Tuesday, October 24, 2006

Little update

I have now finished all of the samples for the frilled headdress experiments. Actually, I could go on and on with experiments, as each one that I completed led to an idea for another way to do it, but I had to stop eventually! Now to write everything up...

The image above shows a tablet woven ribbon sewn to the edge of linen. The thickness which is naturally created in tablet weaving lent itself to this rather regimented type of frill.

I have also had quite a few enquiries about buttons recently. So, I have updated the Gallery at my web site with pictures of just some of the different types of buttons I have made. I do really enjoy buttons, even the complicated ones, as I find having to concentrate on them relaxing. I know, rather weird. Below are a couple of close-ups; the pink ones are Dorset cartwheel buttons, made with cotton over a brass ring. I can remember very similar covered rings used as blind pulls at a great aunt's house when I was a child. They were so pretty and really fascinated me. Although, no-one had called them Dorset rings, or cartwheels then - though perhaps in upstate New York the names just hadn't travelled then...

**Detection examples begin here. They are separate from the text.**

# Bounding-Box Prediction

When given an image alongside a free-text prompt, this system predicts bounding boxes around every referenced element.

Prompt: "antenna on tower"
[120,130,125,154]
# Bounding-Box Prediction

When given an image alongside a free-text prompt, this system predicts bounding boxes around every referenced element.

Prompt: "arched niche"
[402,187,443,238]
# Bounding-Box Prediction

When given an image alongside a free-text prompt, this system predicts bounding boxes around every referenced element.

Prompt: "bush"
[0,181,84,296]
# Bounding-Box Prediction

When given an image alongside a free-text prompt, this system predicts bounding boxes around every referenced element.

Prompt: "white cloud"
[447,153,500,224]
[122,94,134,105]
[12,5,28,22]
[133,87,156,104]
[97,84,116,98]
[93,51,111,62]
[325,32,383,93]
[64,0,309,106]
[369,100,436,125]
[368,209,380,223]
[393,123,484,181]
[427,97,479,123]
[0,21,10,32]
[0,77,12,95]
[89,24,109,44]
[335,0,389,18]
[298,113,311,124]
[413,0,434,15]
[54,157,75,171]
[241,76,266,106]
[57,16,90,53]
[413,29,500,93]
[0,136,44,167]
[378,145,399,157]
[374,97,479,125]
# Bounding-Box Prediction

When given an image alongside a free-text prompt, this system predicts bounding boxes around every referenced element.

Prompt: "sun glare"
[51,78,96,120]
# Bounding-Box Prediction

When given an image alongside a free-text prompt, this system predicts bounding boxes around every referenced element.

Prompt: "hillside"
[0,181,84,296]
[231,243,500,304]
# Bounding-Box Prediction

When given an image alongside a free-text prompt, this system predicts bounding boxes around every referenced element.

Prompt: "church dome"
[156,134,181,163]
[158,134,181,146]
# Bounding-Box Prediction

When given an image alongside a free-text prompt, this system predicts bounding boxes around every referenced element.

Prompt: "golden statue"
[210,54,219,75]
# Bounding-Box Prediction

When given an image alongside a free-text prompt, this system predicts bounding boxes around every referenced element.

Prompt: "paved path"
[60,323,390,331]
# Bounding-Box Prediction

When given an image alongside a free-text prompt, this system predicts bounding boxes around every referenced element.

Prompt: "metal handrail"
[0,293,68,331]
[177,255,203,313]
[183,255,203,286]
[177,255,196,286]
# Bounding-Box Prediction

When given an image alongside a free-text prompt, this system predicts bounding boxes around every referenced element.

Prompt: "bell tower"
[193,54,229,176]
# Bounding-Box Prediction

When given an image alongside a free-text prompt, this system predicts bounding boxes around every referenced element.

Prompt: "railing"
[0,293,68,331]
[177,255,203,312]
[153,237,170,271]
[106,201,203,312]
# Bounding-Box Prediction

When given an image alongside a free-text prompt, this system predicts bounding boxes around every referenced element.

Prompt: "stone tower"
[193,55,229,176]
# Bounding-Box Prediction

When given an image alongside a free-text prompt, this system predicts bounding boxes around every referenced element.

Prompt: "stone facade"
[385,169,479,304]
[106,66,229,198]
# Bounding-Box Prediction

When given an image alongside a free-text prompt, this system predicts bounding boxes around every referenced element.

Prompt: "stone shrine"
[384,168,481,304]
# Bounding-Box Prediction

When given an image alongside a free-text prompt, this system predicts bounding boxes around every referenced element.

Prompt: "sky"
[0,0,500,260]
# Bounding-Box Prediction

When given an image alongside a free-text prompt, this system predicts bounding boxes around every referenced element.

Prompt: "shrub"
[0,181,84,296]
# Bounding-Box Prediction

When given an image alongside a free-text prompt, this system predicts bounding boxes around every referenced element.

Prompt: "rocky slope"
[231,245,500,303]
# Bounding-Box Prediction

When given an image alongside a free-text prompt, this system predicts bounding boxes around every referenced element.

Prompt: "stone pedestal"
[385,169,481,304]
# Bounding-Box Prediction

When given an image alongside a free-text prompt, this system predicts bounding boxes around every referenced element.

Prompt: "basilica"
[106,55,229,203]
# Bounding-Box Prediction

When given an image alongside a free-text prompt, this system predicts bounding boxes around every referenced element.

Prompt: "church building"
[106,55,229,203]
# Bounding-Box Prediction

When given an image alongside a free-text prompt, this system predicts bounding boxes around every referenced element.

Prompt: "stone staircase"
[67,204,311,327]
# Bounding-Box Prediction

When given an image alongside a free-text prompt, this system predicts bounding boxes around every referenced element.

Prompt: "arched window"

The image below is a variation of a Leek button - I was experimenting with the use of two colours of silk. This one was time consuming!

My jewellery findings and beads shop, Shop4Beads, is now live. Its been alot of work getting that up and running, and now its time to try and source some interesting things. I hope to eventually include sets of some of my hand-made buttons; although these aren't likely to be used on clothing these days (except of course for reconstructions), I have made some very interesting jewellery using them. Of course, I lost the images with all of the computer troubles I was having. Oh well, these things are sent to try me!

Next job on the agenda is to give my main site a nice new look. It needs it! Hopefully, I will come up with something suitable inspired...


  1. you are unstoppable!
    I like the Leek buttons a lot. Eighteenth century ones seem to be called death's head buttons, for reasons I can't imagine!
    I have been meaning to ask you if you knew how they were done, and as I suspected, you do!

  2. The Death's head is a particular pattern, and as far as I can find out to date, no-one knows why its called that. I wouldn't be surprised if they were originally done in black or something... Mind you, the buttons weren't only made in Leek - there are French instructions for the Death's Head too! Anyway, I'll show you how to do them when we have that lunch! ;-)

  3. Um, any idea of what happened to the "Trimmed with Frills: Crimped, frilled and ruffled edges in women's headwear in medieval and early modern times" publication? I should love to read it...

  4. I understand that funding ran out or was re-allocated, though the intention is still to publish..

    You might want to visit this blog - http://m-silkwork.blogspot.com/search/label/frilled%20headwear - Isis was another working on this and her thesis is on the subject. Although not published in English, much of her info is online. I'll dig out my piece and send it if you like?